“What did your mother say? Did she know?” Billy asked after an instant of silence.
“Oh, yes. I used to tell her a lot. It was about all the pleasure she had,—poor ma! Her life’s awfully dull. Hearing about my courting affairs keeps her sort of waked up.”
“Did she approve?”
Erminie laughed at his solemn tone. “Sure. She said it was all good practice; would teach me how to land big game when it came my way.”

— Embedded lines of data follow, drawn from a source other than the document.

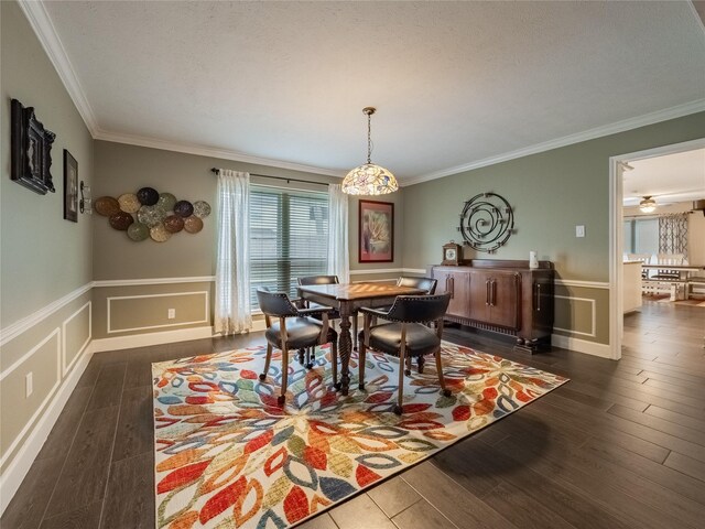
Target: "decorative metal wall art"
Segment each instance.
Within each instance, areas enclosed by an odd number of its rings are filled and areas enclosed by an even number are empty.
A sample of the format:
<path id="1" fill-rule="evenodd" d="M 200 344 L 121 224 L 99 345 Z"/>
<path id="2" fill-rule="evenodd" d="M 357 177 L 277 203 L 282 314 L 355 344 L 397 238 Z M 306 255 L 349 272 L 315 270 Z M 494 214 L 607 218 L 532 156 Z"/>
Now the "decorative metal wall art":
<path id="1" fill-rule="evenodd" d="M 41 195 L 55 193 L 50 168 L 56 134 L 36 119 L 33 107 L 12 99 L 10 136 L 10 179 Z"/>
<path id="2" fill-rule="evenodd" d="M 458 231 L 477 251 L 494 253 L 514 231 L 514 214 L 496 193 L 480 193 L 465 203 Z"/>
<path id="3" fill-rule="evenodd" d="M 123 193 L 118 198 L 101 196 L 94 207 L 108 217 L 112 228 L 126 231 L 135 242 L 148 238 L 164 242 L 182 230 L 197 234 L 203 229 L 203 219 L 210 215 L 210 205 L 205 201 L 176 201 L 171 193 L 160 194 L 153 187 Z"/>

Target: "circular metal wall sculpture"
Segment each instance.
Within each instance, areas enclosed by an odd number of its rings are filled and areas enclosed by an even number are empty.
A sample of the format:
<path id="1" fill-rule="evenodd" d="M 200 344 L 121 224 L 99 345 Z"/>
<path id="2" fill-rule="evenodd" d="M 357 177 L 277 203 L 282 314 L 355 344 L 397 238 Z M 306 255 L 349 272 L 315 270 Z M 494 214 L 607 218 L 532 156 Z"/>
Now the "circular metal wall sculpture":
<path id="1" fill-rule="evenodd" d="M 514 230 L 509 203 L 496 193 L 480 193 L 465 203 L 458 231 L 477 251 L 494 253 Z"/>

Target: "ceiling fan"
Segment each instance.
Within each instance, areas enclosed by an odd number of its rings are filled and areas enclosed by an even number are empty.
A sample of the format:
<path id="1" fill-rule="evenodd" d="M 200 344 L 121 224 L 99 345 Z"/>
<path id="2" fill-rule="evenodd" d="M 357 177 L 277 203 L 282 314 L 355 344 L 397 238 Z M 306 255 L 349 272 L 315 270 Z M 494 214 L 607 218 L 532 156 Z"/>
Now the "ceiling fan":
<path id="1" fill-rule="evenodd" d="M 657 201 L 652 198 L 653 195 L 644 195 L 643 199 L 639 203 L 639 210 L 641 213 L 651 213 L 657 208 Z"/>

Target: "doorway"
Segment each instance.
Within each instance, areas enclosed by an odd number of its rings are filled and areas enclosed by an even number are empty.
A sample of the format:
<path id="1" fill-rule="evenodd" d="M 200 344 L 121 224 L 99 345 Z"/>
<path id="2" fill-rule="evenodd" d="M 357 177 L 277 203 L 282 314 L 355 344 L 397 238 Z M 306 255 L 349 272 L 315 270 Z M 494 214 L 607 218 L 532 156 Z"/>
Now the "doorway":
<path id="1" fill-rule="evenodd" d="M 697 149 L 705 149 L 705 138 L 644 151 L 625 153 L 610 156 L 609 159 L 609 344 L 610 358 L 612 359 L 617 360 L 621 358 L 623 334 L 625 296 L 622 285 L 625 279 L 623 255 L 626 252 L 623 229 L 625 170 L 632 166 L 630 162 L 655 159 Z M 631 192 L 633 190 L 628 191 Z M 644 192 L 644 195 L 648 195 L 648 193 Z"/>

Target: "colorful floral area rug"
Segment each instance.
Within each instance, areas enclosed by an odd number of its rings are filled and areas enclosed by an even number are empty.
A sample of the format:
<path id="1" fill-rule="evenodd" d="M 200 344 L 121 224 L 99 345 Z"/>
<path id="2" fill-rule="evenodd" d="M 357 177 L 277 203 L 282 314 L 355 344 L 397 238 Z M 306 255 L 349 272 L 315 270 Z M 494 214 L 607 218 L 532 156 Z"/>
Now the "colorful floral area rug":
<path id="1" fill-rule="evenodd" d="M 440 393 L 435 363 L 414 366 L 395 415 L 399 360 L 368 353 L 366 390 L 332 388 L 329 349 L 308 370 L 281 353 L 267 380 L 264 348 L 152 365 L 156 527 L 286 528 L 419 463 L 567 379 L 449 343 Z M 350 360 L 357 373 L 357 357 Z"/>

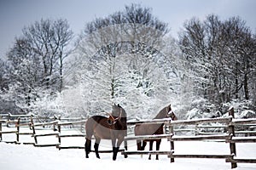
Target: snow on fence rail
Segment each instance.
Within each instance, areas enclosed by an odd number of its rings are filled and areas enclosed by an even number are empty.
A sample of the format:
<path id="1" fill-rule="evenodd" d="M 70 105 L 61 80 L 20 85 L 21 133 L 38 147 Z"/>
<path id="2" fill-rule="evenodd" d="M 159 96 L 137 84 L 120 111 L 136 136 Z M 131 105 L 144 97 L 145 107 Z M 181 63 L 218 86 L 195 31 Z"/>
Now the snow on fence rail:
<path id="1" fill-rule="evenodd" d="M 236 150 L 236 143 L 255 143 L 256 137 L 236 137 L 235 127 L 241 125 L 247 125 L 255 126 L 256 119 L 234 119 L 234 109 L 230 108 L 229 110 L 229 117 L 225 118 L 211 118 L 211 119 L 196 119 L 196 120 L 177 120 L 177 121 L 171 121 L 170 119 L 162 119 L 162 120 L 146 120 L 146 121 L 134 121 L 128 122 L 129 125 L 136 125 L 136 124 L 162 124 L 164 123 L 166 127 L 169 128 L 169 130 L 166 131 L 168 134 L 162 135 L 145 135 L 145 136 L 129 136 L 125 139 L 125 141 L 129 140 L 143 140 L 143 139 L 167 139 L 170 142 L 170 149 L 165 151 L 123 151 L 123 155 L 167 155 L 171 159 L 171 162 L 174 162 L 175 158 L 214 158 L 214 159 L 225 159 L 226 162 L 231 163 L 231 168 L 236 168 L 237 167 L 238 162 L 242 163 L 256 163 L 256 159 L 239 159 L 237 158 Z M 195 136 L 178 136 L 175 135 L 174 127 L 177 126 L 184 126 L 184 125 L 194 125 L 195 128 L 204 128 L 203 124 L 209 123 L 221 123 L 222 125 L 218 125 L 215 127 L 224 128 L 227 129 L 227 131 L 224 133 L 195 133 Z M 201 126 L 201 127 L 200 127 Z M 208 128 L 212 128 L 207 125 Z M 214 126 L 213 126 L 214 128 Z M 191 128 L 189 130 L 192 130 Z M 254 132 L 244 131 L 241 132 L 245 133 L 255 134 Z M 230 153 L 225 155 L 177 155 L 174 153 L 174 142 L 176 141 L 195 141 L 195 140 L 221 140 L 225 141 L 230 144 Z"/>
<path id="2" fill-rule="evenodd" d="M 166 128 L 166 133 L 161 135 L 145 135 L 145 136 L 131 136 L 128 135 L 125 141 L 137 140 L 137 139 L 166 139 L 170 142 L 170 150 L 164 151 L 126 151 L 121 150 L 123 155 L 166 155 L 171 162 L 174 162 L 176 158 L 214 158 L 214 159 L 225 159 L 226 162 L 231 163 L 231 167 L 237 167 L 237 163 L 256 163 L 256 159 L 240 159 L 237 157 L 236 143 L 256 143 L 255 130 L 256 119 L 234 119 L 234 109 L 231 108 L 229 110 L 230 116 L 225 118 L 211 118 L 211 119 L 196 119 L 196 120 L 177 120 L 171 121 L 171 119 L 155 119 L 155 120 L 144 120 L 144 121 L 130 121 L 127 122 L 129 127 L 134 127 L 137 124 L 165 124 Z M 5 119 L 3 118 L 5 117 Z M 61 118 L 60 116 L 54 116 L 49 122 L 33 122 L 37 118 L 32 116 L 12 116 L 10 114 L 0 115 L 0 139 L 3 139 L 3 134 L 13 133 L 16 135 L 16 139 L 13 141 L 15 144 L 20 144 L 20 135 L 31 135 L 34 141 L 32 143 L 35 146 L 55 146 L 59 150 L 61 149 L 84 149 L 84 146 L 63 146 L 62 139 L 66 138 L 82 137 L 83 142 L 84 142 L 85 133 L 82 132 L 86 120 L 84 118 Z M 65 122 L 70 121 L 71 122 Z M 7 127 L 10 125 L 15 125 L 12 128 L 12 130 L 4 131 L 2 130 L 3 124 Z M 213 124 L 213 126 L 212 126 Z M 217 125 L 216 125 L 217 124 Z M 78 133 L 65 133 L 67 127 L 73 127 L 78 125 L 80 127 L 79 134 Z M 185 126 L 190 126 L 189 129 L 177 128 L 183 128 Z M 194 126 L 194 128 L 191 128 Z M 235 131 L 236 127 L 248 126 L 251 130 Z M 27 128 L 28 132 L 20 132 L 20 128 Z M 45 127 L 48 127 L 47 131 Z M 66 128 L 64 128 L 66 127 Z M 208 128 L 223 128 L 223 132 L 220 133 L 204 133 L 200 132 L 200 129 Z M 195 131 L 195 135 L 177 135 L 180 132 Z M 245 134 L 244 137 L 236 136 L 236 134 Z M 248 136 L 254 135 L 254 136 Z M 54 144 L 38 144 L 38 139 L 47 137 L 55 138 L 55 143 Z M 224 141 L 230 144 L 230 153 L 225 155 L 181 155 L 175 154 L 174 142 L 177 141 L 195 141 L 195 140 L 218 140 Z M 102 150 L 102 153 L 109 153 L 112 150 Z"/>

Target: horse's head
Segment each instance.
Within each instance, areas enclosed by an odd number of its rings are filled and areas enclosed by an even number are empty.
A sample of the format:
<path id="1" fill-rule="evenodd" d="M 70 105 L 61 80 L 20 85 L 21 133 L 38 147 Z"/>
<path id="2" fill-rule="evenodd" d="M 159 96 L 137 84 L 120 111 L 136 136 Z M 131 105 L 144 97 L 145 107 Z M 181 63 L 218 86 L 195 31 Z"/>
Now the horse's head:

Another and a longer silence awed the girl. Billy had no idea that the seconds were ticking by interminably to her; he was trying to place in his mind the Erminie just revealed to him. Her measure of life was so different from any he knew; her mother so—so impossible as a mother, repelled him as a travesty on womanhood. Yet recalling her from his few glimpses he could not help a feeling of pity mingling with his condemnation.
It was natural, though he could not have told why, that he should blame Erminie’s mother, her father, any one and every one rather than herself. She was near him. She was beautiful,—to-night with the calm moon glorifying, etherealizing her face, more than ever beautiful,—and she could not help doing things differently from—his sister, for instance, who had been so differently reared.
“Billy! Why don’t you talk to me? Don’t look off at nothing as if I were not on earth! I’m not like that now. I know you, and—”
He took her hand again in the closer clasp, and she saw a new look in his face, the look his mother saw when they discussed together the deep things of life. “Erminie, I have been trying to see your life as you see it. You know my mother is—she talks things over with me—the things a chap needs to know before he starts out for himself; and I have come to see pretty deep into—into the sort of thing that’s between us, engagements and that; what it means to one’s whole life, what it means to the race.”
“Why, Billy! Billy! Does your mother talk to you of such things?”
He smiled innocently at her vehemence. “Why not? My father is dead; who would tell me things if she didn’t?”